NCR views this is as an important, growing part of their business. It's hard to tell if IBM is beating them, but if so, it doesn't seem like a rout. NCR claims to have some solid niches. I don't know. It would be good if BakBone got in with IBM. If that happens, then they win regardless. (NOTE: revenues from NCR dropped in June of 2004 in North America). There is a risk of this getting dropped.

BakBone licensing revenues grew in all three segment regions: 24% in NA (Teradata was a big part of this, but has been dropping subsequently), 38% PacRim, 70% EMEA. Service revenues are growing even faster in all three segments.
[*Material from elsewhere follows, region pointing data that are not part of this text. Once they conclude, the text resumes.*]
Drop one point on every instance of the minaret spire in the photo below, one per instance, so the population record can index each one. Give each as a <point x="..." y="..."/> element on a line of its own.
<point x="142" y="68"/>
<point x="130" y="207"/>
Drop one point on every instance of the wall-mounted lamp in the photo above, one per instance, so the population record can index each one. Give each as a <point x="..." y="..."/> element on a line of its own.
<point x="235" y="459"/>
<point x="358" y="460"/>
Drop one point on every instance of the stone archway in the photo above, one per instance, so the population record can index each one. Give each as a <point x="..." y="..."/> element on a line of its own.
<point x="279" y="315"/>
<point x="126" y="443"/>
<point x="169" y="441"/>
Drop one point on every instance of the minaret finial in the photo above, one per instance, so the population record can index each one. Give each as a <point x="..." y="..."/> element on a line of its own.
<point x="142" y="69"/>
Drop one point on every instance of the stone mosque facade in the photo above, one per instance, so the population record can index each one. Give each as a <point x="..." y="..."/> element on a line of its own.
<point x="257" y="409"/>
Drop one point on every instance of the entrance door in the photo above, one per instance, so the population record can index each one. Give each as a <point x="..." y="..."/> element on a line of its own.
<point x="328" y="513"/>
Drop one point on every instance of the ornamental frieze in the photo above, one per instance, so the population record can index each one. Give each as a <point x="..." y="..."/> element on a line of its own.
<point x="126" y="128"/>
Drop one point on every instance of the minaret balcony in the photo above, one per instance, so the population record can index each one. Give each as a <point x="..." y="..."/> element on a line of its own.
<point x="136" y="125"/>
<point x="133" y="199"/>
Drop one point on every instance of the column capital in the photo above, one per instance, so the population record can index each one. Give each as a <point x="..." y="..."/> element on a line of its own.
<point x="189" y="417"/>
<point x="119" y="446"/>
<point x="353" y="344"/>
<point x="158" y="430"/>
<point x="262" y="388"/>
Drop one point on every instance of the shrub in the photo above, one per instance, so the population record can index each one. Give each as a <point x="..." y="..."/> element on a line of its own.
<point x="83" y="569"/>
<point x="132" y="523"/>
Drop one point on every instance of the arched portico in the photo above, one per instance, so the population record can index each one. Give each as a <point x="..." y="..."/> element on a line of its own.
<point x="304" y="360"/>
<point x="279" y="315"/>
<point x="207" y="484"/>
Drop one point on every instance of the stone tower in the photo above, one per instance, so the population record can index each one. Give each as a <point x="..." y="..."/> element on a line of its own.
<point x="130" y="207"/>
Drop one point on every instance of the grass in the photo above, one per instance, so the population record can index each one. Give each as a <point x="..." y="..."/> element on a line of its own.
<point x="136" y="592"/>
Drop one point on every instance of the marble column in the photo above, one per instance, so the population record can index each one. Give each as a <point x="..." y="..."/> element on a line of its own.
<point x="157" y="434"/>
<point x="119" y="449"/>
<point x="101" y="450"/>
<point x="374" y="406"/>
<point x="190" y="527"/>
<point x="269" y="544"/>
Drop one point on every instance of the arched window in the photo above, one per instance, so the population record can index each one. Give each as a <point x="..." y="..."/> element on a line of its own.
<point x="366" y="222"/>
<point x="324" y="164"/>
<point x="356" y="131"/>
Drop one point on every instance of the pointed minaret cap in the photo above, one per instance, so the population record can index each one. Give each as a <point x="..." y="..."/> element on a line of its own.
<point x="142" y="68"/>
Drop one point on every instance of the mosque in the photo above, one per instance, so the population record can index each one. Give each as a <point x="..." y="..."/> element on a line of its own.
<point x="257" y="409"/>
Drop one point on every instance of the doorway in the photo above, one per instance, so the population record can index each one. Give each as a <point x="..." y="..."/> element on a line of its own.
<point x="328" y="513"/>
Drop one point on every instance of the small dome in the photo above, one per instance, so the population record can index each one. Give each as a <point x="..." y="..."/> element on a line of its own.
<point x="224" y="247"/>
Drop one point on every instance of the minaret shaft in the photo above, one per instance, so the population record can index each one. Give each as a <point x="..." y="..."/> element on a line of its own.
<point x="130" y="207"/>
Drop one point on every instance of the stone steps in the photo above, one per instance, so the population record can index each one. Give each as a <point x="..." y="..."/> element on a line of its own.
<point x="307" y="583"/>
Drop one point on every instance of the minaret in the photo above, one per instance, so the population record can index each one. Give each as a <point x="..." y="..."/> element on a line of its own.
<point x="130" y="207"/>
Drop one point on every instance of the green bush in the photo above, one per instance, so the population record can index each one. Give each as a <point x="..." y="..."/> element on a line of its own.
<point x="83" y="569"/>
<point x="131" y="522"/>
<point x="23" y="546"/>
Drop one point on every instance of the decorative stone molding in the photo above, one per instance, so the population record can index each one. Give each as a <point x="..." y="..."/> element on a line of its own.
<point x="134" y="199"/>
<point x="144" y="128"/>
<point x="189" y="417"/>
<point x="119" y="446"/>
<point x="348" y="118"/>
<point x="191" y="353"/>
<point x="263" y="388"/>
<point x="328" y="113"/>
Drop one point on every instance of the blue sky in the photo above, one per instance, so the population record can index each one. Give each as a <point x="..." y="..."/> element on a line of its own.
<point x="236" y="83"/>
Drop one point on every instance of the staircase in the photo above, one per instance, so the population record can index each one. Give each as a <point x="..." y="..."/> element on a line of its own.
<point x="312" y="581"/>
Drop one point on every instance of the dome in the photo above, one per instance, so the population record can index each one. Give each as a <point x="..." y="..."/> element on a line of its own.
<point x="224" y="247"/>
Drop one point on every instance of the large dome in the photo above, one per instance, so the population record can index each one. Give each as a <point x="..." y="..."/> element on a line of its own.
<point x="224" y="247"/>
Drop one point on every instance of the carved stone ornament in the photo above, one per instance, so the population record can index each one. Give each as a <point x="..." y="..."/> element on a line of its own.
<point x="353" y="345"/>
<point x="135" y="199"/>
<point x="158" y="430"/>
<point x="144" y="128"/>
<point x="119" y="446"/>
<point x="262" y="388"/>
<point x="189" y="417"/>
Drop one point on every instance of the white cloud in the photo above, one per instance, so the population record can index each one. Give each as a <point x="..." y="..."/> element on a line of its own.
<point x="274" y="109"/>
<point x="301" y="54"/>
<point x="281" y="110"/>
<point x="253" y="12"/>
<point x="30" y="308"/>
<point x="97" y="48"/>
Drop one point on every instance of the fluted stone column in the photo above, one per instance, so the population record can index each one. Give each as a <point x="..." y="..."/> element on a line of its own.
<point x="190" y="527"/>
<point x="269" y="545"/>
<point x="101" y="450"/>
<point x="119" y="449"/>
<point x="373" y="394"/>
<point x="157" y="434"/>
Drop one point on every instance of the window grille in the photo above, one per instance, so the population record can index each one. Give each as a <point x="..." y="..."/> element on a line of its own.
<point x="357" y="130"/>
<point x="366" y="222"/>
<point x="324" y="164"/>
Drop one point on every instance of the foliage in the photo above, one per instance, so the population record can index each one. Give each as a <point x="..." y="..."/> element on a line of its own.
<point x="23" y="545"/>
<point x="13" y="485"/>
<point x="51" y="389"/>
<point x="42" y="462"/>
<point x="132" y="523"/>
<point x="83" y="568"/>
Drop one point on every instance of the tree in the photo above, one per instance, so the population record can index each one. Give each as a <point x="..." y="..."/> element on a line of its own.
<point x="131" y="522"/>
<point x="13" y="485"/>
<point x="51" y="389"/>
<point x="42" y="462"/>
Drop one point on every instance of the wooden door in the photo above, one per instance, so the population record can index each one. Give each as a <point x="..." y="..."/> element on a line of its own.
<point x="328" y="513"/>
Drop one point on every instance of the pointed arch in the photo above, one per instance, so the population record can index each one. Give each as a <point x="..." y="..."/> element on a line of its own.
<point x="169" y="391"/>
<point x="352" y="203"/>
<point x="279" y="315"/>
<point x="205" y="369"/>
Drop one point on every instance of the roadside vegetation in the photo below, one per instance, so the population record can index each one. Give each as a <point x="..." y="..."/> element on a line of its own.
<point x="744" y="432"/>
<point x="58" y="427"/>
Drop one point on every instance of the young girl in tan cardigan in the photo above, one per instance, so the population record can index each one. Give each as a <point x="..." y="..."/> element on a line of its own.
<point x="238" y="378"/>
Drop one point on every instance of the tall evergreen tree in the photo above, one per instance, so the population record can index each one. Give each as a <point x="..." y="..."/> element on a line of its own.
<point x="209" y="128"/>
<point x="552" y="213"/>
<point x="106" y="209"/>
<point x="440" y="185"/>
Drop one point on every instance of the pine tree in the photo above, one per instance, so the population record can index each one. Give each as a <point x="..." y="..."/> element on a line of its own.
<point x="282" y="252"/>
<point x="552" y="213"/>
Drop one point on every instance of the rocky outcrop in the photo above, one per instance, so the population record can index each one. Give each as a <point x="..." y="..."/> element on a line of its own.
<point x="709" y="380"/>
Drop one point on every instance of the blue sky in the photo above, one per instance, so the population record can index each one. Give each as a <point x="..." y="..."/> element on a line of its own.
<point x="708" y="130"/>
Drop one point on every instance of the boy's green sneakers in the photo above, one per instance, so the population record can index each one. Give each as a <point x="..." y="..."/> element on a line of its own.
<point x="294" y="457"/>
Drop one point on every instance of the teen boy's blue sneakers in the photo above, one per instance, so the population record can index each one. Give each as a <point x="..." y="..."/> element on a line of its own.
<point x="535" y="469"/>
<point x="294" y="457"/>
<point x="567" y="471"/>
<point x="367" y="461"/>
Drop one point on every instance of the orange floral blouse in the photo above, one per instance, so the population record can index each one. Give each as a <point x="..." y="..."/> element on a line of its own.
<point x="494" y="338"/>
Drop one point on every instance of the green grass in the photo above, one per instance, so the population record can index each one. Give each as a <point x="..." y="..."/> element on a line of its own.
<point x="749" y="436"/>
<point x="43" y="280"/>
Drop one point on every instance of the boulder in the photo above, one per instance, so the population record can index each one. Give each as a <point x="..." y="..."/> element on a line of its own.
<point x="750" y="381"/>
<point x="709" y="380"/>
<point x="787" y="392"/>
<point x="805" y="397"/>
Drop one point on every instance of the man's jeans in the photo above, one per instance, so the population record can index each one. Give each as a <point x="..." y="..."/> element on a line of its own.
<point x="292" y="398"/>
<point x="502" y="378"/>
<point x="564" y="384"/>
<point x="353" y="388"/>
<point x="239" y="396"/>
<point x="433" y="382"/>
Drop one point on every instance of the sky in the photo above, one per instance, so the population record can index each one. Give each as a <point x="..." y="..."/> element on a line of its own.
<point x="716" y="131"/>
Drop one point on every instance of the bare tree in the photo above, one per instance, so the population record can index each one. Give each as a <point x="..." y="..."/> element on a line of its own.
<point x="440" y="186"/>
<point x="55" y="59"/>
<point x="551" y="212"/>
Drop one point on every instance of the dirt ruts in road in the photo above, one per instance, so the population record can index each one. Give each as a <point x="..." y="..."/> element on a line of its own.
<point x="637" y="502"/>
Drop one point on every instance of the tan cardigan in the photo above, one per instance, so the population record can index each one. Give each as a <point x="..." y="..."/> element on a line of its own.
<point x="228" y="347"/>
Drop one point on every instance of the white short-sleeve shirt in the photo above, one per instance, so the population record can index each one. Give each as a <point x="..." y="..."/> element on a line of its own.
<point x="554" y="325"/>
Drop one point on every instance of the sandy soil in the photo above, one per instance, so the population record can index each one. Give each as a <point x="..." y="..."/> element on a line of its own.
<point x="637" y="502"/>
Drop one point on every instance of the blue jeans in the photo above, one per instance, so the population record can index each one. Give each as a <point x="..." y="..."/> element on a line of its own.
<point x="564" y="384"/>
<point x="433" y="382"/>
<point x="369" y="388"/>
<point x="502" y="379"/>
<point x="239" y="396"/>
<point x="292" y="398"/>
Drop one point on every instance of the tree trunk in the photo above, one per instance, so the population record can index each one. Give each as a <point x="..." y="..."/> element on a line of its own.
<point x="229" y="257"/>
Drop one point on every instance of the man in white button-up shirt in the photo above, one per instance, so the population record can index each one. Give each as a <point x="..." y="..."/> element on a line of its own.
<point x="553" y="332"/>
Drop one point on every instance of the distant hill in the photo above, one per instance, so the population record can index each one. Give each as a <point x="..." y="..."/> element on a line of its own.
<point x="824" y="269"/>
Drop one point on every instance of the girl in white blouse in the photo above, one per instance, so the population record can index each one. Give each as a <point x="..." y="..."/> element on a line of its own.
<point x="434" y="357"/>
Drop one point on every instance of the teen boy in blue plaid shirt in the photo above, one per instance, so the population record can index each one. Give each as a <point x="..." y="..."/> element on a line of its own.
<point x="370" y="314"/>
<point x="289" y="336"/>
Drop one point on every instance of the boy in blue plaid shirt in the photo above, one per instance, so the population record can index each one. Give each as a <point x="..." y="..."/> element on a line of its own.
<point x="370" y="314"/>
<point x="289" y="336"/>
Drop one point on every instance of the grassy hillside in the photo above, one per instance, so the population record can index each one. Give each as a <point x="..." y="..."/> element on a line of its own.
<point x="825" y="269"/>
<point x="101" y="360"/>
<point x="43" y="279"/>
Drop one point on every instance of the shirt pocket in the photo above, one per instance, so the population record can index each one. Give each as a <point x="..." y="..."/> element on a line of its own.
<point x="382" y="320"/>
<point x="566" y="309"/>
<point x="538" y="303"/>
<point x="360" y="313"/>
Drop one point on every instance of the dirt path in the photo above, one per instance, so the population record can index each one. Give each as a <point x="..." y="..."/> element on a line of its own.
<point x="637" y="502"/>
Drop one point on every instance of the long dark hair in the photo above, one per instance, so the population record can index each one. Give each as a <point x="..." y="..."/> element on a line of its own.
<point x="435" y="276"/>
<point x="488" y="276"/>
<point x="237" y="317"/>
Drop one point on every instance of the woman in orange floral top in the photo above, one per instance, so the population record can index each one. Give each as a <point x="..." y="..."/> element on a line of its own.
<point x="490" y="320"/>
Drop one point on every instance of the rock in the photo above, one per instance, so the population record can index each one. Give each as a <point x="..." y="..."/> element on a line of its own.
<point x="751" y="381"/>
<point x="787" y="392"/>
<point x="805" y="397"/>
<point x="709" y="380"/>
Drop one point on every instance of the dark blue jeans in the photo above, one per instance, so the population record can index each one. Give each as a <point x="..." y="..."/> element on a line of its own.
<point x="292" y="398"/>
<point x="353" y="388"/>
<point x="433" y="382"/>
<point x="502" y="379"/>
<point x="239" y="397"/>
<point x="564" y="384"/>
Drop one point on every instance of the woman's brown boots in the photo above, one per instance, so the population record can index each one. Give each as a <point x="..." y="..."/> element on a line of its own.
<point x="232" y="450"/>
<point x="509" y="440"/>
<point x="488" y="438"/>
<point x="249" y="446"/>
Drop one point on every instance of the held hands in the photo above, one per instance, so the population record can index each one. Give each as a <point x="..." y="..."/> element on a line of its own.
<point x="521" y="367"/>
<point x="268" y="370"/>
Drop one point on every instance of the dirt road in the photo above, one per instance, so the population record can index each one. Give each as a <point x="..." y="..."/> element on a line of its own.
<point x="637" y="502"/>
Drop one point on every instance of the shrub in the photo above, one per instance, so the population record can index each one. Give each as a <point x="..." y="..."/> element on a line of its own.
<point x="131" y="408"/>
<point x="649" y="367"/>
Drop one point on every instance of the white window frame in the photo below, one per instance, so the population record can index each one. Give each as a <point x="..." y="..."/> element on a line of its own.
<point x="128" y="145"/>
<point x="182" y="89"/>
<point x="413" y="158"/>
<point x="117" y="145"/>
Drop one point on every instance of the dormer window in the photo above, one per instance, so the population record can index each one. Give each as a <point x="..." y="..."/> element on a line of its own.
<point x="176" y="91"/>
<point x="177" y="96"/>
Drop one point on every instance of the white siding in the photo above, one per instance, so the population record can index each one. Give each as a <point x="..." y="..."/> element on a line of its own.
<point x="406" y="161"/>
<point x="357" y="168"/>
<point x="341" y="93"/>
Development Software Solutions:
During fiscal 2003 and 2004, we entered into OEM arrangements, under which, we committed to provide unspecified additional software products to the OEM partners during the respective arrangement periods. As such, revenue from the arrangements is classified as “Development Software Solutions” and is recognized ratably over the applicable arrangement period. Through March 31, 2004, we had billed and collected $4.4 million under these arrangements, $589,000 of which was recognized as revenue during fiscal 2004, resulting in $3.8 million of deferred revenue as of March 31, 2004. We expect to recognize annual revenues of approximately $850,000 through fiscal 2008 from these arrangements.
2003 vs 2002:
Revenue increases were hugely affected by the new consolidation of the Japanese subsidiary (>50% acquired in Q4 2002). They still had organic growth. Expanded into China and Korea.

2003 vs 2002:
Revenue increases were hugely affected by the new consolidation of the Japanese Subsid. (>50% acquired in Q4 2002). They still had organic growth in the area. Expanded into China and Korea.